Die Abwechslung in der Auswahl der Gesprächspartner ist deswegen großartig gewesen. Weil man das, was man von politischen Akteuren erfahren hatte, direkt beim Besuch des PEW-Research-Centers mit statistischen Erhebungen einordnen und auf den Wahrheitsgehalt prüfen konnte. Die Sicht der Forscher half in entscheidender Weise dabei, sich ein Gesamt-Bild machen zu können.
Diese politischen Termine wurden ergänzt durch die New-York Woche, die im Zeichen der Berichterstattung stand.
Viele Termine mit hochrangigen US-Journalisten in namhaften Medienhäusern, vermittelten ein Bild vom aktuellen Zustand der publizistischen Arbeit in den Vereinigten Staaten.
Die New-York-Times besuchen und dort mit den Podcast-Produzenten von „The Daily“ reden zu können, brachte einen Einblick in moderne Erzählformen in einer der bedeutendsten Zeitungsredaktionen der Welt. Ein nachhaltig beeindruckender Moment der Reise.
Für mich als Journalist des deutschen Nachrichtenfernsehens war es natürlich ein großer Moment, eine Führung durch die New Yorker Redaktion von CNN zu bekommen. Es war in meinem Fall die Einstimmung auf meine Station Week. Denn wenige Tage nach der Führung hatte ich die Möglichkeit, zu lernen wie CNN arbeitet. Welche Unterschiede zwischen den verschiedenen Ausspielwegen (Domestic, International) bestehen. Zwei Tage dort ganz dicht am Produktionsgeschehen gewesen sein zu können und sowohl Abläufe als auch Entscheidungswege zu verstehen, war sehr hilfreich.

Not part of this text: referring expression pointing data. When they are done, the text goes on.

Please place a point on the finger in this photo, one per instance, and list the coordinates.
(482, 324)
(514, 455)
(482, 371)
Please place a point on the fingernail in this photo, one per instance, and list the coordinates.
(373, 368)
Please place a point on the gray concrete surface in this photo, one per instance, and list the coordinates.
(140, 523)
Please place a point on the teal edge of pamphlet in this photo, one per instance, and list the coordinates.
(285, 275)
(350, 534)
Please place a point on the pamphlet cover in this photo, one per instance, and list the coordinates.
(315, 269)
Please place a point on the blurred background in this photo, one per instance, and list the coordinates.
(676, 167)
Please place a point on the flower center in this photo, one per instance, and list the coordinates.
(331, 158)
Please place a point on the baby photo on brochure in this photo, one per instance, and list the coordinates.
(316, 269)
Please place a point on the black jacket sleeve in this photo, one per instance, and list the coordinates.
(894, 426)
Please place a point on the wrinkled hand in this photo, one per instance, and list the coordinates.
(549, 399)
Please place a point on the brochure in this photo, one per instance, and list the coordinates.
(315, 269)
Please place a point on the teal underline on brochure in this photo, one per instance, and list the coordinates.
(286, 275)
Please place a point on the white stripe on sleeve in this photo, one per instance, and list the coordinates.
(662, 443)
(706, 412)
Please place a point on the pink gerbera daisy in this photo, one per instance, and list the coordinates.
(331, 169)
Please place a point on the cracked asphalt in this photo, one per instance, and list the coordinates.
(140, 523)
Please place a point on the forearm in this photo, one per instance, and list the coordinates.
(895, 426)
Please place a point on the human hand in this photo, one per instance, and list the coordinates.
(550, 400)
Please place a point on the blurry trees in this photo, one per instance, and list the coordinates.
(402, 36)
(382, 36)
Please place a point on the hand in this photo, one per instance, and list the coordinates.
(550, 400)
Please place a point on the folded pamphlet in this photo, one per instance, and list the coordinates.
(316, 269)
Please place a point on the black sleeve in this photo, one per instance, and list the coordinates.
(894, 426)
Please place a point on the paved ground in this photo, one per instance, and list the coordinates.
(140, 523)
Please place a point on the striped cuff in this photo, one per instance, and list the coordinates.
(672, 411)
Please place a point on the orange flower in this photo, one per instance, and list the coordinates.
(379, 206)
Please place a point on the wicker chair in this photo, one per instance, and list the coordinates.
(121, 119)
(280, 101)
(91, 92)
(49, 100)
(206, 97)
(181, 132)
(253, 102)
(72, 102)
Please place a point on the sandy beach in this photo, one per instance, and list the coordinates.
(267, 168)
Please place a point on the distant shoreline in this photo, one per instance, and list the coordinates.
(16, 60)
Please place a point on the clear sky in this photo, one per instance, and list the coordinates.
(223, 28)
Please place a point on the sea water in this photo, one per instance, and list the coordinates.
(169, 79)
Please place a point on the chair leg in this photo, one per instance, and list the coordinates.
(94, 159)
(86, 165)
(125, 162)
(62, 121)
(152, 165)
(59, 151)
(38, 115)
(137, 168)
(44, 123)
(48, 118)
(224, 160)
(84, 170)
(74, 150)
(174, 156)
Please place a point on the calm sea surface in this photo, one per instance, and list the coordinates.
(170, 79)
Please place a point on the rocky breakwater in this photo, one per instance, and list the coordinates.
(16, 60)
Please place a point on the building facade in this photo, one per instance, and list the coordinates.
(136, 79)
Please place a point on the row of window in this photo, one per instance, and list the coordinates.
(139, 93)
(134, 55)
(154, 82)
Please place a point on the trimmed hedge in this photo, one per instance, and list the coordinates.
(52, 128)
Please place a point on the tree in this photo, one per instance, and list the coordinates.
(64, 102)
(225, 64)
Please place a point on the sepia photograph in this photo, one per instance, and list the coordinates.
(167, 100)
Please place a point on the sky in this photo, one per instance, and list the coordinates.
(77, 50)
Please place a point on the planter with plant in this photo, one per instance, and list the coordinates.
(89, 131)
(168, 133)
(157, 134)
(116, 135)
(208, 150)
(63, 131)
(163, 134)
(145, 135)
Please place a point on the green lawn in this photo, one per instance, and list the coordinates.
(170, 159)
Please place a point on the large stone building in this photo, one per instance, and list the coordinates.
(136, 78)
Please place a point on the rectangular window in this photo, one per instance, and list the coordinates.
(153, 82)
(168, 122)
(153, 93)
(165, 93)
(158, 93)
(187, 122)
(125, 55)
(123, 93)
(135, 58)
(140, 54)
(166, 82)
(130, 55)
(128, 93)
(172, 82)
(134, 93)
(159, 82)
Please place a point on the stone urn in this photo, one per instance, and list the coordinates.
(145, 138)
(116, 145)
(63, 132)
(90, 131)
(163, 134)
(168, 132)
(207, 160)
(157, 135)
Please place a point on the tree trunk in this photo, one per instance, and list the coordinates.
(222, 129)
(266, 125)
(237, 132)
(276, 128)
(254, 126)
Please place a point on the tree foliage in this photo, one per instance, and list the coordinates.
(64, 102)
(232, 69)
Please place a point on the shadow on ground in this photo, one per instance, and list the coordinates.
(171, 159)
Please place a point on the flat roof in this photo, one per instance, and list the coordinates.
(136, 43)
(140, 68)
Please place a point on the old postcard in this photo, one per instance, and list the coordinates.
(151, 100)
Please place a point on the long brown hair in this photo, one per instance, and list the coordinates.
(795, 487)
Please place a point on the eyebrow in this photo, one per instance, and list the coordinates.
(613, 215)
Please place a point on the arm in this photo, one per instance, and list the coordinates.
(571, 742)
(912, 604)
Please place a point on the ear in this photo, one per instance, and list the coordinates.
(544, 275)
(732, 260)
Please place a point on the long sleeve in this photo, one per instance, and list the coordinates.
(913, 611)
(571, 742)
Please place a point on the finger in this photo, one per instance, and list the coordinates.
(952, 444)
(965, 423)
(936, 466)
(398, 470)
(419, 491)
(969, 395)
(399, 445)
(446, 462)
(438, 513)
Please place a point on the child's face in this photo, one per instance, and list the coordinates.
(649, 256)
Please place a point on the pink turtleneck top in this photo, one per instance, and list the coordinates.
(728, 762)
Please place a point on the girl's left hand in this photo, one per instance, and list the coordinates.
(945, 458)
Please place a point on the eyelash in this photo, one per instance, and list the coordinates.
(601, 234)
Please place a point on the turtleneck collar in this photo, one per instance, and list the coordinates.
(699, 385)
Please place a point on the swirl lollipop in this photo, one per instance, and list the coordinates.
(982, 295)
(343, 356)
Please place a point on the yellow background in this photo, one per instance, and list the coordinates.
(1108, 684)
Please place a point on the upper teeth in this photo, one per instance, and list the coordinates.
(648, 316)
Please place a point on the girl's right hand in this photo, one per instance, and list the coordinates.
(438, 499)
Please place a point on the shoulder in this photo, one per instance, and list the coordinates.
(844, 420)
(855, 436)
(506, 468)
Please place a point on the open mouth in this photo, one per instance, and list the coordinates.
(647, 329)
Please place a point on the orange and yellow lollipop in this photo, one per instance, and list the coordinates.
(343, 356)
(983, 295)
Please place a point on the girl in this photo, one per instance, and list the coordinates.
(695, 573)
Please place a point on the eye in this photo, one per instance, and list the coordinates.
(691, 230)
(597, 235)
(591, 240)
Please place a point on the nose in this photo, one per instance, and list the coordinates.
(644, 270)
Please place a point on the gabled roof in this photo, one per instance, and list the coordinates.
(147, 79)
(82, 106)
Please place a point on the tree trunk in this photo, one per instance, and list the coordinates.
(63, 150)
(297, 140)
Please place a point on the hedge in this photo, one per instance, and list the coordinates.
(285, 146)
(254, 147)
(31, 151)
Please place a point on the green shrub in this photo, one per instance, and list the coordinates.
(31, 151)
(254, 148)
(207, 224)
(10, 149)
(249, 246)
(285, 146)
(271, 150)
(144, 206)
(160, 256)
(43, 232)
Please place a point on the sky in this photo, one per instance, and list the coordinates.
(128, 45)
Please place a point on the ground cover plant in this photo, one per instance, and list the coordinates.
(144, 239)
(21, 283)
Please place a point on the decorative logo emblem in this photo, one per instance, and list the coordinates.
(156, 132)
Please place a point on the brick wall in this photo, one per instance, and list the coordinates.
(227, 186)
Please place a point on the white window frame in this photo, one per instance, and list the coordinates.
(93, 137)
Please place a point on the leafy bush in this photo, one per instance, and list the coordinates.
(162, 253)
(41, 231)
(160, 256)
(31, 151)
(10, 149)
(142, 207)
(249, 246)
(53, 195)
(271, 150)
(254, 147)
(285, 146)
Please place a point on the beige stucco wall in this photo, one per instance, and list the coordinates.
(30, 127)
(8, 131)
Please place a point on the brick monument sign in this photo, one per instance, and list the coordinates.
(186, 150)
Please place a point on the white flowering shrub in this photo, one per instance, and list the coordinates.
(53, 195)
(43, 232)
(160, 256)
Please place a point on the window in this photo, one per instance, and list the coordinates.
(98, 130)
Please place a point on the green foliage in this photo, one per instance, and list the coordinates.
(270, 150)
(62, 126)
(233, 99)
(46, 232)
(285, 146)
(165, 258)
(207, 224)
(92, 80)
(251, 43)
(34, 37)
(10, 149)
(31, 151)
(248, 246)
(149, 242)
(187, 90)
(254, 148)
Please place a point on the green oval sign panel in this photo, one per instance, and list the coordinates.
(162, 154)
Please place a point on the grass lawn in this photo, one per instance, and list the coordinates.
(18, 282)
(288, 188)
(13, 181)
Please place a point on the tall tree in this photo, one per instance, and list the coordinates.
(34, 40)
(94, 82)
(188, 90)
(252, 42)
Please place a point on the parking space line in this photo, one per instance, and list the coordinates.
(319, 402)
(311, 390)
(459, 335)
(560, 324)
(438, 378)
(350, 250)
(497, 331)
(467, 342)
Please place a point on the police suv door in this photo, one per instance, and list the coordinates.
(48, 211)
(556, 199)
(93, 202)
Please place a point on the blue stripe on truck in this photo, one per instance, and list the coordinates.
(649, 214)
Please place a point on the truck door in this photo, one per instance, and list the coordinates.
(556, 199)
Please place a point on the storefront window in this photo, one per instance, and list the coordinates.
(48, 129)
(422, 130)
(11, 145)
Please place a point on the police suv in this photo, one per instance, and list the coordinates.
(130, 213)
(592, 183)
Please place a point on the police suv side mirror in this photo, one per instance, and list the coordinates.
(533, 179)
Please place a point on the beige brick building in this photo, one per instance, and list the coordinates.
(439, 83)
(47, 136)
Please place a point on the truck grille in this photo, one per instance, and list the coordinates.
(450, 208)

Abschließend sei noch ein besonderer Moment erwähnt, der auf den ersten Blick bei einer Journalistenreise gar nicht als solcher gesehen werden könnte. Wir haben als Gruppe bei der Zubereitung eines Mittagsmenues für Bedürftige geholfen. Während der Essens-Ausgabe war Zeit, mit den Menschen zu reden.
Wir haben in der St. James Church bei Bob Jamieson Menschen kennenlernen dürfen, die mich nachhaltig beeindruckt haben. Sie haben mit allem, was sie gesagt haben, demonstriert, dass Sie an den amerikanischen Traum glauben. Trotz Trump, mit dem meine Gesprächspartner unzufrieden waren und trotz ihrer Situation.
Man läuft so schnell Gefahr, sich ein einfaches Bild einer Nation zu machen, bei der der Präsident so stark im weltweiten medialen Fokus steht. Doch diese Reise machte deutlich, dass die Vereinigten Staaten mehr Facetten haben, als die einfach anmutenden Positionen ihres 45. Präsidenten.
Vielen Dank, dass ich an dieser Reise teilnehmen durfte und ich zu einem Alumni des RIAS-Netzwerks werden konnte.